Desporto

Será que é possível chegarmos ao dia em que o futebol é arbitrado sem erros ou decisões comprometedoras?

Um excelente árbitro pode tornar um mau jogo num jogo vivo e empolgante, como um mau árbitro pode destruir um desafio que tinha tudo para ser fantástico.

Canva

Duarte Gomes

A (minha) resposta é... não. Nunca chegaremos a esse dia, por muito bons que sejam os árbitros ou por melhores que sejam os meios que disponham nesse sentido.

O motivo é simples. Os jogos são todos diferentes, porque são disputados em circunstâncias, locais, momentos e atletas distintos.

Há os que têm casa cheia e relevância para as contas finais e os que são jogados para cinquenta e tal pessoas e não afetam a classificação; há os que carregam histórico de rivalidade tremendo e os que se jogam em ambiente de cordialidade institucional; há os que são disputados sob calor intenso e os que decorrem com temperaturas negativas; há os que se disputam em relvados fantásticos e os que se jogam em péssimos ervados; há os que são protagonizados por amadores desconhecidos e os que se jogam por profissionais conhecidos; há os que se jogam em países doidos por bola e os que acontecem em sítios onde o futebol é o quarto ou quinto desporto nacional.

Na verdade, há mil e um fatores que pesam significativamente na forma como podem decorrer aqueles noventa minutos.

Mas além destes, há outros aspetos a ter em conta: a personalidade e maturidade dos atletas, as orientações que recebem dos seus técnicos, o seu momento de forma física e emocional, a intensidade que colocam em cada disputa, a forma como reagem a provocações de adversários/adeptos, a maneira como lidam com decisões de arbitragem, enfim, um mar infinito de variáveis que podem afetar a predisposição e entrega ao jogo daquelas vinte e duas almas.

Há ainda a eterna questão da interpretação. O jogo é fértil em lances dúbios e, como se isso não bastasse, a sua análise é habitualmente parcial, emotiva e vista pelo prisma do coração.

É raro, raríssimo haver convergência total em relação às decisões. O que é bem avaliado para uns, será sempre um "roubo de igreja" para outros. O que é subjetivo para uns, será sempre claro para outros.

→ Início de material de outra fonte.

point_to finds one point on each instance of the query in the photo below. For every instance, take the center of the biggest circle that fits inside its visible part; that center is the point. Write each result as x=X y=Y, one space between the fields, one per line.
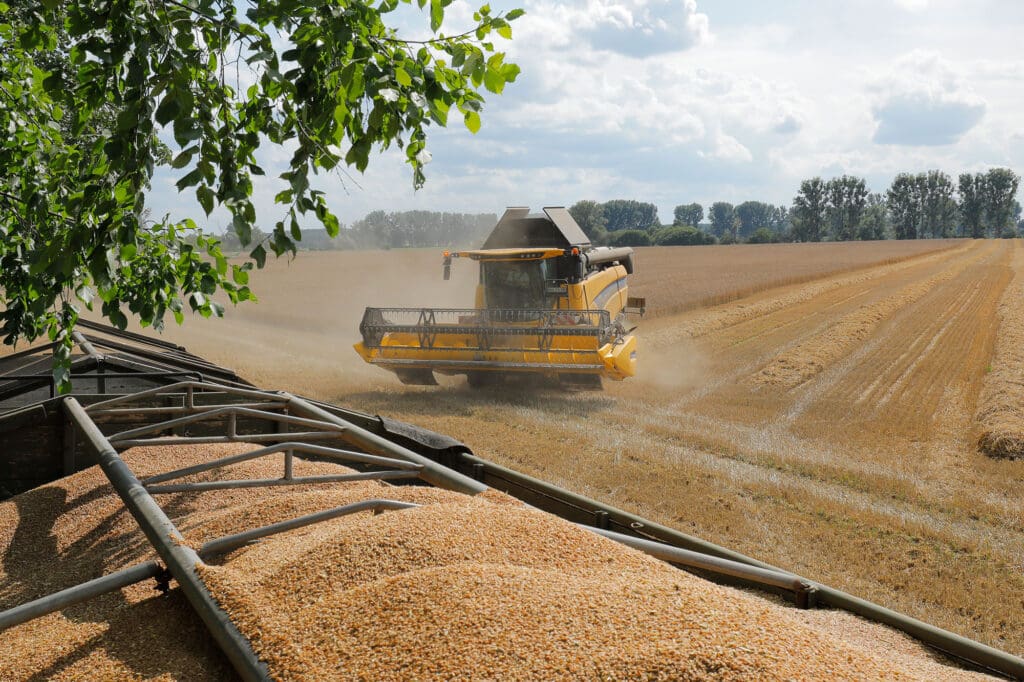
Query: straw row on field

E, obviamente, há ainda uma outra questão fundamental, porventura a mais importante de todas: a qualidade e experiência do próprio árbitro.

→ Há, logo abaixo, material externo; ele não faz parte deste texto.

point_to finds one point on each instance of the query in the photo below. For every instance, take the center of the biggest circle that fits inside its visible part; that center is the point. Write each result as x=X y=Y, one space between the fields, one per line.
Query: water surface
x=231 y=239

Um excelente árbitro pode tornar um mau jogo num jogo vivo e empolgante, como um mau árbitro pode destruir um desafio que tinha tudo para ser fantástico.

É aí que entra em campo a importância da preparação e do treino. Não basta correr muito, a condição física é importante para avaliar bem sem atrapalhar a jogada e mantendo a lucidez que o tempo desgasta. Não basta saber as leis de jogo na ponta da língua, é preciso ter inteligência emocional e sensatez para as aplicar na prática, a cada momento, em cada jogada. Não basta ser educado e discreto, é preciso ter personalidade forte, segurança, confiança, presença e dimensão humana.

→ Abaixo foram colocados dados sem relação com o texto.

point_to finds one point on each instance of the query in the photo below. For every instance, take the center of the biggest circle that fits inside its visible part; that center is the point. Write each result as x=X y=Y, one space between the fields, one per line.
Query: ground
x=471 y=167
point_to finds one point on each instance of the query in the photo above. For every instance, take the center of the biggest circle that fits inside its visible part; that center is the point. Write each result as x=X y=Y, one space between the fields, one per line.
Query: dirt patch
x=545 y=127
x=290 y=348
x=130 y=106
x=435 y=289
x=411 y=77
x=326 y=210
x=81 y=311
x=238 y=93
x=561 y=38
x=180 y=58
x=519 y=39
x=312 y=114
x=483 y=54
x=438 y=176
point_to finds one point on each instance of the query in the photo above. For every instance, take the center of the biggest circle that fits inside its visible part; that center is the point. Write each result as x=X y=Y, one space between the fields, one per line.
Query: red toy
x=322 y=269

Um árbitro demasiado disciplinador ou arrogante pode ser temido, mas jamais será respeitado. Um árbitro humilde, correto, consistente, será sempre bem aceite, mesmo quando erra.

É esse equilíbrio pessoal e emocional, essa exigência desportiva, essa responsabilidade profissional e humana que devemos incutir aos árbitros.

Isso requer treino em campo e em sala, técnico e físico, como trabalho a outros níveis (sociológico, fisiológico, psicológico, etc) e muito trabalho de casa.

Para ter essa liberdade é fundamental que a arbitragem avance para o profissionalismo a sério (que não existe), com recursos e condições financeiras, logísticas, operacionais e humanas suficientes para trabalhar a excelência e aumentar a exigência, afetando inevitavelmente a qualidade dos desempenhos.

Nunca será perfeito, mas será sempre melhor, porque só o trabalho traz o sucesso.

"The more I train, the luckier I get".